Amanda Rieger, psychic medium and founder of Soul Pathology  
What it is: "When I do a reading, I drop into an altered state of consciousness. When someone comes to me, they can either share what they're going through, or I can actually read into what they're going through and start answering the questions they have. Downloads of information start coming through and I've learned to interpret it in a very clear, direct, practical way. So it's like if you had a USB port and you plugged it into a computer, that's what happens. I just start getting downloads of information, and tools and resources and information that's very conscious and applicable and unique to whoever the audiences are." 

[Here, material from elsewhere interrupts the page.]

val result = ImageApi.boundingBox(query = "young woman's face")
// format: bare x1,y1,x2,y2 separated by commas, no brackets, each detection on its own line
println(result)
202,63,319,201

Who it's for: "[My clients] have been seeing a therapist, they've maybe even been dabbling in alternative healing modalities, whether it's ketamine therapy or Reiki. They've done a little bit of searching, but they're looking for something bigger around their meaning and purpose." 

Why it can make an impact: "Some employers are recognizing the value of holistic well-being to create resilience, to cut costs, to enhance productivity, to attract the ideal talent that they need. Looking at how we incorporate wellness will not only start to create new solutions, new opportunities, it will up-level the consciousness of an organization, which will ultimately impact the organization's longevity. The old solutions are starting to become outdated. So getting curious about solutions that extend beyond the box is where you're going to see your success stories. I am attracting more and more people who want to find peace, happiness, joy, be productive, be successful, and enjoy life. It's not simple, but it can be extremely invaluable and enriching when it comes to our optimal health and well-being."